The hospital's location presented another issue. The hospital is surrounded by the Navajo Nation Reservation. Reservations, though, cannot be mortgaged since they're owned by the federal government.
"It's not like a typical city or county or area that can have its own property taxes and mortgage land," Jones said. "So that's what makes it really difficult."
In this case, though, the hospital was in the Navajo Nation but on land owned by the Presbyterian Church. As a result, investors gained some comfort they would not have had, Jones said.
Additionally, a June 2024 Supreme Court ruling on reimbursements was a positive. "We're trying to sell these bonds for this hospital in the middle of the reservation, where some of the reimbursements from Indian Health Services were going to go up," Jones said.

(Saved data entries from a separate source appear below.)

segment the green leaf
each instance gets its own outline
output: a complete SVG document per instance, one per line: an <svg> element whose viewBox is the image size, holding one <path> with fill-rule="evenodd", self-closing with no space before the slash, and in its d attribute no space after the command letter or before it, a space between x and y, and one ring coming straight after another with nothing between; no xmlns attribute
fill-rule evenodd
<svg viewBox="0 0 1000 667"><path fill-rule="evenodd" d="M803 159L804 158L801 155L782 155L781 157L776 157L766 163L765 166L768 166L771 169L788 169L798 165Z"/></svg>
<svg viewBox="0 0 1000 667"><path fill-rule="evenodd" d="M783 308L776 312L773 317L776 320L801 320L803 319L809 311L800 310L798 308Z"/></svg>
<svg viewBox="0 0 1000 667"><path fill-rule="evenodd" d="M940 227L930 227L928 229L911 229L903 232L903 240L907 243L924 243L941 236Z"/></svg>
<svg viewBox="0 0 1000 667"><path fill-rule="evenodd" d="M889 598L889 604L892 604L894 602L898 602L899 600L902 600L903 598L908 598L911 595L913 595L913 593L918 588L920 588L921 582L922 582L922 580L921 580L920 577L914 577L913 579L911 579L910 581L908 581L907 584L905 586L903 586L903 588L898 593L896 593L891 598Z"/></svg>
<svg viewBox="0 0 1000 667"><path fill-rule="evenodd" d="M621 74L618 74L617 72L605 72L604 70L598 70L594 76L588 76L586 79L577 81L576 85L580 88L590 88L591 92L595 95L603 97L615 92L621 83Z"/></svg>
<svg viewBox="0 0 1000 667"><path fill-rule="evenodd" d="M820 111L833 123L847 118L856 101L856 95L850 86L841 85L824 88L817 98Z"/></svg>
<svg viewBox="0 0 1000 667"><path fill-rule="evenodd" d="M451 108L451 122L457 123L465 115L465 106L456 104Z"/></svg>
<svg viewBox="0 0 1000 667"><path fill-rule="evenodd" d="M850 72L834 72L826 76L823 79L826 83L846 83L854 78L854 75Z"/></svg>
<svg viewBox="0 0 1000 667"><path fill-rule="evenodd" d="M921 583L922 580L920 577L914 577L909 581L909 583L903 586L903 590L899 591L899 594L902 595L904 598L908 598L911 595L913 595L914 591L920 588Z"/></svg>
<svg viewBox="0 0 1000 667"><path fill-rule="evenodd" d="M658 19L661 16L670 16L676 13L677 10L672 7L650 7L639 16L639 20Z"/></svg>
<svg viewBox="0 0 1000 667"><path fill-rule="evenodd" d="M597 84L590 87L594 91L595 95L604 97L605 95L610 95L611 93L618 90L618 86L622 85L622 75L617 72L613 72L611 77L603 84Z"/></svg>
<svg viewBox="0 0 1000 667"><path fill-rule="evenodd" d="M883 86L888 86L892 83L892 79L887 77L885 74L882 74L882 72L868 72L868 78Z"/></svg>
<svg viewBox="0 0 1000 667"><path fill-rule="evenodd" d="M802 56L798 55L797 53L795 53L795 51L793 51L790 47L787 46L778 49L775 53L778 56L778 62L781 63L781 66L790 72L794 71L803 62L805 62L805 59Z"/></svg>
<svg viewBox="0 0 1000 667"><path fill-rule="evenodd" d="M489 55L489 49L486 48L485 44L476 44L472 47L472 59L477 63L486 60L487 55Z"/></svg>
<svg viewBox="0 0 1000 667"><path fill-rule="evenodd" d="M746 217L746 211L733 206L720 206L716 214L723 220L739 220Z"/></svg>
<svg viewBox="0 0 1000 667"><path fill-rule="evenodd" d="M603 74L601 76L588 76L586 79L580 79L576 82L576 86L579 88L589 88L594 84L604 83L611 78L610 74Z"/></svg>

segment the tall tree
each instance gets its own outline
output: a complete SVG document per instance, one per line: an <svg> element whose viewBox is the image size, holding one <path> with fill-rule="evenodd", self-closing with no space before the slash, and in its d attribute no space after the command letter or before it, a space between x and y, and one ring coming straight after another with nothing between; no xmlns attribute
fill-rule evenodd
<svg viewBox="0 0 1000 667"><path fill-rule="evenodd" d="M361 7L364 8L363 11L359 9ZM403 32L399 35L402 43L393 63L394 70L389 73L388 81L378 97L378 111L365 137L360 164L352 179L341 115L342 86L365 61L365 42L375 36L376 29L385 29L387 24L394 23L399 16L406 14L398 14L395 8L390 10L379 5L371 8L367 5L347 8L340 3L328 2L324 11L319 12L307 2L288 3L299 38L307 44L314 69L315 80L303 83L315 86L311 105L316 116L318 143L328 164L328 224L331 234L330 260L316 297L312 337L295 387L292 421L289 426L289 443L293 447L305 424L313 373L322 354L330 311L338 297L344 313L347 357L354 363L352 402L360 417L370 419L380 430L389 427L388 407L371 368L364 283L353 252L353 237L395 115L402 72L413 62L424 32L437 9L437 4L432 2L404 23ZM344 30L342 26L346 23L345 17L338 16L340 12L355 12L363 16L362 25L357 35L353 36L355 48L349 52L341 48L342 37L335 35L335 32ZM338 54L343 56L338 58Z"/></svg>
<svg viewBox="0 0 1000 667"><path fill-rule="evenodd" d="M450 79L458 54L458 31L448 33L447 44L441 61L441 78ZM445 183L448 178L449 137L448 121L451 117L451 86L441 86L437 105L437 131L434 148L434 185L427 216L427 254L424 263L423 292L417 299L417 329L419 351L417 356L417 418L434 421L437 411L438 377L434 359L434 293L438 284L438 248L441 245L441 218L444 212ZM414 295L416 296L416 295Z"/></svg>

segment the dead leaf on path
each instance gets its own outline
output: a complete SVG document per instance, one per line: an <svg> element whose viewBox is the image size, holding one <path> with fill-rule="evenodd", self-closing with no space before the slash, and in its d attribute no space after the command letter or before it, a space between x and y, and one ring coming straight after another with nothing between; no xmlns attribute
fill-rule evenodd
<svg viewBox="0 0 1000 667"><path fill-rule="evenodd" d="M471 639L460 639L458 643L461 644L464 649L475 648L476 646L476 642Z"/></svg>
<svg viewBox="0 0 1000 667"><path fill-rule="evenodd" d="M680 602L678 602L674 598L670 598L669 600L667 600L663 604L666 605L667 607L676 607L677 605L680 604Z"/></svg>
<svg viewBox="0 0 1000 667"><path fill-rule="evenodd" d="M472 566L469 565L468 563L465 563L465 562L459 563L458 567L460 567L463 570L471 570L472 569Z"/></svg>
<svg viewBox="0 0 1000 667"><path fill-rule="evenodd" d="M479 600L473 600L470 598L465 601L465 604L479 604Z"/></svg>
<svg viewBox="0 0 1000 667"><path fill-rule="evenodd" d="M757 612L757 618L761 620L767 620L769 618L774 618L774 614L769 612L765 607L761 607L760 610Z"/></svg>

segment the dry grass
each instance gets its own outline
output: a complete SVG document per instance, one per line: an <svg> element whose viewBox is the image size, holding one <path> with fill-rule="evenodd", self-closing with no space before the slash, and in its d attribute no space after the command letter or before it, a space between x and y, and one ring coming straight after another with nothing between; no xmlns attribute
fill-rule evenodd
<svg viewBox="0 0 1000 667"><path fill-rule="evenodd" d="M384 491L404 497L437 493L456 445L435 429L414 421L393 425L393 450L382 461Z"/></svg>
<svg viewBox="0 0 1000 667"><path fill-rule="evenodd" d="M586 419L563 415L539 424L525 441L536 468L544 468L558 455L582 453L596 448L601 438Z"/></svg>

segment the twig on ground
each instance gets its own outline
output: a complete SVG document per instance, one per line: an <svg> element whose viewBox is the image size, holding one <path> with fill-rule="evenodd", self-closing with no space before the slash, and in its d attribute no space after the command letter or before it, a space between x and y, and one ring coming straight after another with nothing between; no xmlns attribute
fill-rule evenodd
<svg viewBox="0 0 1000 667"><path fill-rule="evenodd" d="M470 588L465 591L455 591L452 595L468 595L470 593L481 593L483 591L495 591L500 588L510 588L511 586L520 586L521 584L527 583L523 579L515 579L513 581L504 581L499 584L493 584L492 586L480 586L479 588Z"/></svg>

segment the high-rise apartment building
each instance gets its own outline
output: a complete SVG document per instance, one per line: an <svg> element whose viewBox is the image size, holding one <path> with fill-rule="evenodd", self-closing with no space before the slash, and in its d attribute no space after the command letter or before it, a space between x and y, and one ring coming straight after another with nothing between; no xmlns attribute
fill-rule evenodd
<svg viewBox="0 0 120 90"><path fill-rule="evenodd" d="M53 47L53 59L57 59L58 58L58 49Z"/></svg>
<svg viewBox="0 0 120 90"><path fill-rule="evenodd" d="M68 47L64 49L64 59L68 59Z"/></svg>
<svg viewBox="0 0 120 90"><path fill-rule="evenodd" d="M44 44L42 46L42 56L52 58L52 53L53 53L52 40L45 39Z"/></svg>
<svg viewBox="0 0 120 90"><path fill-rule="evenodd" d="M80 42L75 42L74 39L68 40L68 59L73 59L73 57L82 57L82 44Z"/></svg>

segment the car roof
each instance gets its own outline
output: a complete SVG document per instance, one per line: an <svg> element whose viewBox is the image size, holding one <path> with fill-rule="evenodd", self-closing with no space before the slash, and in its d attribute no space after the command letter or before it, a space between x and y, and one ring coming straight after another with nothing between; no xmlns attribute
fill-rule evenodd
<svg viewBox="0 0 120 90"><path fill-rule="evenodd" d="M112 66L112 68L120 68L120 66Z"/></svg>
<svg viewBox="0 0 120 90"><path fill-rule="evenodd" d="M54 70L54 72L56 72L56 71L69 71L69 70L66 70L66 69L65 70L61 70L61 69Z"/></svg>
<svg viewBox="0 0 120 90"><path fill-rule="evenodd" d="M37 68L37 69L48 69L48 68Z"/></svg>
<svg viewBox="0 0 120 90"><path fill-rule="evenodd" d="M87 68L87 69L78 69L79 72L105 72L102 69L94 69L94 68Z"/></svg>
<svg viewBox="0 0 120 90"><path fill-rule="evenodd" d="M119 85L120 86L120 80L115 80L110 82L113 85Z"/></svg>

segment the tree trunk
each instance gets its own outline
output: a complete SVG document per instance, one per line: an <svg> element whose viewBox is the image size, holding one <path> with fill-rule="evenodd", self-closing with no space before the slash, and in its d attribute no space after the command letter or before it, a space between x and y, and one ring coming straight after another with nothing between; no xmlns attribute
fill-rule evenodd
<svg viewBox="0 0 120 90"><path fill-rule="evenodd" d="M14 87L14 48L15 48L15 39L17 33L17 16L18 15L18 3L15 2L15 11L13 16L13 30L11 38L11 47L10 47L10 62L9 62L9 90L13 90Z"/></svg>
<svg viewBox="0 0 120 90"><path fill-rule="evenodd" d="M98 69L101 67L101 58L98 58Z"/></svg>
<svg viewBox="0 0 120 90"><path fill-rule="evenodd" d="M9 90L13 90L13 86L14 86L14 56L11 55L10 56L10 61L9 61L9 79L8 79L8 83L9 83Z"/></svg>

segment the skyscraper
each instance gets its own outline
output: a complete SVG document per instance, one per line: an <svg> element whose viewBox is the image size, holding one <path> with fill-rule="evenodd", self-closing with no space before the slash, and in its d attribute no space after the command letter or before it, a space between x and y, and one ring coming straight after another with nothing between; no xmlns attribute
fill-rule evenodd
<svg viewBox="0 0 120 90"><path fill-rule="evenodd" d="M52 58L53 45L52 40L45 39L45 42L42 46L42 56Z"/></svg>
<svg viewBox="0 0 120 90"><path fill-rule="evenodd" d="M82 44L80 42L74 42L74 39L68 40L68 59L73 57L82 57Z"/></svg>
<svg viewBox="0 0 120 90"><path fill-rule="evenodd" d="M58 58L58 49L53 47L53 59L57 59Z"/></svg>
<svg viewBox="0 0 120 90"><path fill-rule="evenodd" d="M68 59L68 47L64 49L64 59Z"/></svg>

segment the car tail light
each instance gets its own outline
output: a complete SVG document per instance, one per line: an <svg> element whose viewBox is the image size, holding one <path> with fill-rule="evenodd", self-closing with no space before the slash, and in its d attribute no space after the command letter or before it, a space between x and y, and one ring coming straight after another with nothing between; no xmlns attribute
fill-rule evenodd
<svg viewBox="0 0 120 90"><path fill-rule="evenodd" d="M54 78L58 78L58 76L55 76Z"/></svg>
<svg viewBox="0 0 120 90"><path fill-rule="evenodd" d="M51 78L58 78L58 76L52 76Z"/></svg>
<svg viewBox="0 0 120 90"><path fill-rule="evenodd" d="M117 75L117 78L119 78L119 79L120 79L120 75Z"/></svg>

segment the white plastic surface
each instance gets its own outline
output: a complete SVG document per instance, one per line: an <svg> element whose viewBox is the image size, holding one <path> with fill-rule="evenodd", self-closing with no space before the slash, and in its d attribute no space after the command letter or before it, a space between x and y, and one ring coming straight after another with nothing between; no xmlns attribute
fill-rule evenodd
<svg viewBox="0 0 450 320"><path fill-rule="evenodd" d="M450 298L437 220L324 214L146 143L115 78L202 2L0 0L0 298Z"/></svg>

Investors were further reassured by Sage's risk profile, which includes a "unique security structure utilizing various mortgage pledges, a Deposit Account Control Agreement, payment lockbox, limited sovereign immunity waivers, and many other bespoke features," Andersen said.
Overall, the deal took a few years to complete and was very time-consuming. Every week, Sage, Blaylock, and Kaufman Hall spent hours upon hours working on the bonds' documentation and discussing them, White said.
"The executive team, the attorneys, and our investors and underwriters are all working together on, 'OK, this is what's going to happen.' And there were these constant revisions or updates, and also feasibility studies, because we were bringing in new services," she said.
Sage also had to go through the Arizona IDA, which coached Sage and helped it prepare the documents, White said.
Sage initially applied to the Arizona IDA in May 2022 with a larger project scope, seeking preliminary approval on a $100 million-plus deal. The hospital later revised its application in May 2023 to no more than $80 million after the hospital did some "value engineering and made it leaner [and] more efficient," Folk said.
At that point, Sage received preliminary approval and, in May 2024, returned to seek final approval from the Arizona IDA, which was unanimously granted, he noted.
When Blaylock Van priced the deal on Nov. 19, 2024, for the Arizona IDA on behalf of Sage the $31 million chunk of 7.125% bonds due 2044 priced at 7.375%, while the $49 million piece of 7.625% bonds due 2054 priced at 7.875%.
"The transaction was privately placed with a group of four institutional investors," Andersen said. "Market reception was positive and multiple investors were engaged throughout marketing. In my opinion, investors recognized Sage's importance, the necessity of the project, and the financially sustainable approach to the transaction's design."
"The bond came at a perfect time," White said, and the hospital was completed in August 2024 and opened soon after.
The hospital now provides expanded services, including surgery, dialysis, intensive care and labor and delivery, a boon as previously patients and their families had to travel long distances, sometimes up to 100 miles round-trip, to the next closest facility, per the nominating statement.
The new campus also includes an expanded outpatient clinic and affordable staff housing, key for a hospital operating in a remote rural area, the nominating statement said.
Additionally, the mobile unit gives medical care to patients unable to travel to the hospital, whether because of socioeconomic issues or unpaved or muddy roads, White noted.
"I see it as so important that we continue to expand and we continue to bring more services to Sage," she said. "That's what our plans are for the next five years."
The past three years were a "complete transition" that changed the culture, White said.
"Right now, we're building on the Sage Memorial Hospital experience, and we're really incorporating our way of life with the Navajos, our western medicine, and the traditional, and putting them together … We're on a journey of Diné excellence, and we're going to be able to place both of them parallel," she said.